Guia de conceitos básicos

Use o poema para elaborar uma estratégia

de sobrevivência no mapa da sua vida. Recorra

aos dispositivos da imagem, sabendo que

ela lhe dará um acesso rápido aos recursos

da sua alma. Evite os atolamentos

da tristeza, e acenda a luz que lhe irá trazer

uma futura manhã quando o seu tempo

se estiver a esgotar. Se precisar de

substituir os sentimentos cansados

da existência, reinstale o desejo

no painel do corpo, e imprima os sentidos

em cada nova palavra. Não precisa

de dominar todos os requisitos do sistema:

limite-se a avançar pelo visor da memória,

procurando a ajuda que lhe permita sair

do bloqueio.Escolha uma superfície

plana: e deslize o seu olhar pelo

estuário da estrofe, para que ele empurre

a corrente das emoções até à foz. Verifique

então se todas as opções estão disponíveis: e

descubra a data e a hora em que o sonho

e converte em realidade, para que poema

e vida coincidam.

Nuno Júdice, Guia de conceitos básicos, Dom Quixote, p.135

Numa parede numa rua em Florença. Agosto 2023.

E para terminar, uma música, um videoclip que, para além da fotografia, da música, dos planos, é um poema – Indigo night, de Tamino.
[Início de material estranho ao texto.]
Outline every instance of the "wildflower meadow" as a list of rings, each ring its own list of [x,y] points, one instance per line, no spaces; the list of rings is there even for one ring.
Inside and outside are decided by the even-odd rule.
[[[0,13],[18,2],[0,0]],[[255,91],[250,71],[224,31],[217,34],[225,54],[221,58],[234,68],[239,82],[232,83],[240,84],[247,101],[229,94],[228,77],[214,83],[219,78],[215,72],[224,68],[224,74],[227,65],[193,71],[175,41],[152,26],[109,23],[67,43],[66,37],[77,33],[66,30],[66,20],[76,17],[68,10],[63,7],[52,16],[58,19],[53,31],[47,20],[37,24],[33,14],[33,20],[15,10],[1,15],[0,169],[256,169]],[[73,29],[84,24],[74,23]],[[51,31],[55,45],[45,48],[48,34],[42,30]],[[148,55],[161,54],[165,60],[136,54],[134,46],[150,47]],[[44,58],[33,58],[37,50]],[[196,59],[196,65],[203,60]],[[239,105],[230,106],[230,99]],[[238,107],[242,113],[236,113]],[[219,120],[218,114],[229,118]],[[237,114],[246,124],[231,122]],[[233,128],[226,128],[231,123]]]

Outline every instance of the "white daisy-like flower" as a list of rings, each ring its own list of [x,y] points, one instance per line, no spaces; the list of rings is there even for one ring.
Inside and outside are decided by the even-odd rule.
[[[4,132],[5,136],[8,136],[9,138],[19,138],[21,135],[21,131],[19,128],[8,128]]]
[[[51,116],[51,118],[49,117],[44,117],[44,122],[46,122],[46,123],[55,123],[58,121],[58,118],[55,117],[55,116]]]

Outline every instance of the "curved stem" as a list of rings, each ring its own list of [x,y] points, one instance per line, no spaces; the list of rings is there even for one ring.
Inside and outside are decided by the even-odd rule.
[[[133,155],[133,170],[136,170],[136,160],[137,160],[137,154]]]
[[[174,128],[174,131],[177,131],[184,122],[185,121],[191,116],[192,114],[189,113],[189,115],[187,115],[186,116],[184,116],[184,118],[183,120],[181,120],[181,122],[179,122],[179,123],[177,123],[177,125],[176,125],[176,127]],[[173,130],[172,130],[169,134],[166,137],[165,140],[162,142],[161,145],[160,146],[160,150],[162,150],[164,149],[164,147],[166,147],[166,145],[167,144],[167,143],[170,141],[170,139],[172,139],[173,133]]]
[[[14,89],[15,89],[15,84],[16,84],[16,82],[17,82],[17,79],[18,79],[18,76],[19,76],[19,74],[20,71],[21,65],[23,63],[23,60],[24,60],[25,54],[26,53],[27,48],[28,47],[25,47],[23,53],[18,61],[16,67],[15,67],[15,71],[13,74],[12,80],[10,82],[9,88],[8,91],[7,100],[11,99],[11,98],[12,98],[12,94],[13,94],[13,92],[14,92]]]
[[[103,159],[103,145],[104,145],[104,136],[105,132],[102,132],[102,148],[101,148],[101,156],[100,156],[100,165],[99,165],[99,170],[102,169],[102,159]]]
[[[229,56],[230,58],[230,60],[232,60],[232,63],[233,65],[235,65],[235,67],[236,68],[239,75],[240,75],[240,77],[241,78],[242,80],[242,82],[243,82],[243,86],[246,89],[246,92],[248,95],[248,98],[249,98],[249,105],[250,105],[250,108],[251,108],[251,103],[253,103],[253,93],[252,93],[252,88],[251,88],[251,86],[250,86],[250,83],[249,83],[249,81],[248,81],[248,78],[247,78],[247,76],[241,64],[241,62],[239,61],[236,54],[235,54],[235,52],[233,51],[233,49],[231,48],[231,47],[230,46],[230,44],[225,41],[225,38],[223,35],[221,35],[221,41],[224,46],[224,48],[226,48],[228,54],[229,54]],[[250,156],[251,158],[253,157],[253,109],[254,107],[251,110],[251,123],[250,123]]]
«Imagine, the girls around town assemble /The traveler’s son they come askin’/ Where he came from/ ‘Cause they’ve watched him/ Washing his face near the pond /A curious boy, and they wonder/ Where he came from/ He says:/ “I, I have seen the world’s most beautiful places,/ still I feel as If I’m a walking machine/ Watching it all through a screen,/ there ain’t nothing in between/ To me, this might as well not be real”/ Imagine, the girls take him up on a hillI/ It’s an indigo night, there’s a chill/ The boy is confused but he’s still(…)» Tamino

Boa semana e muitas possibilidades de poesia!!!!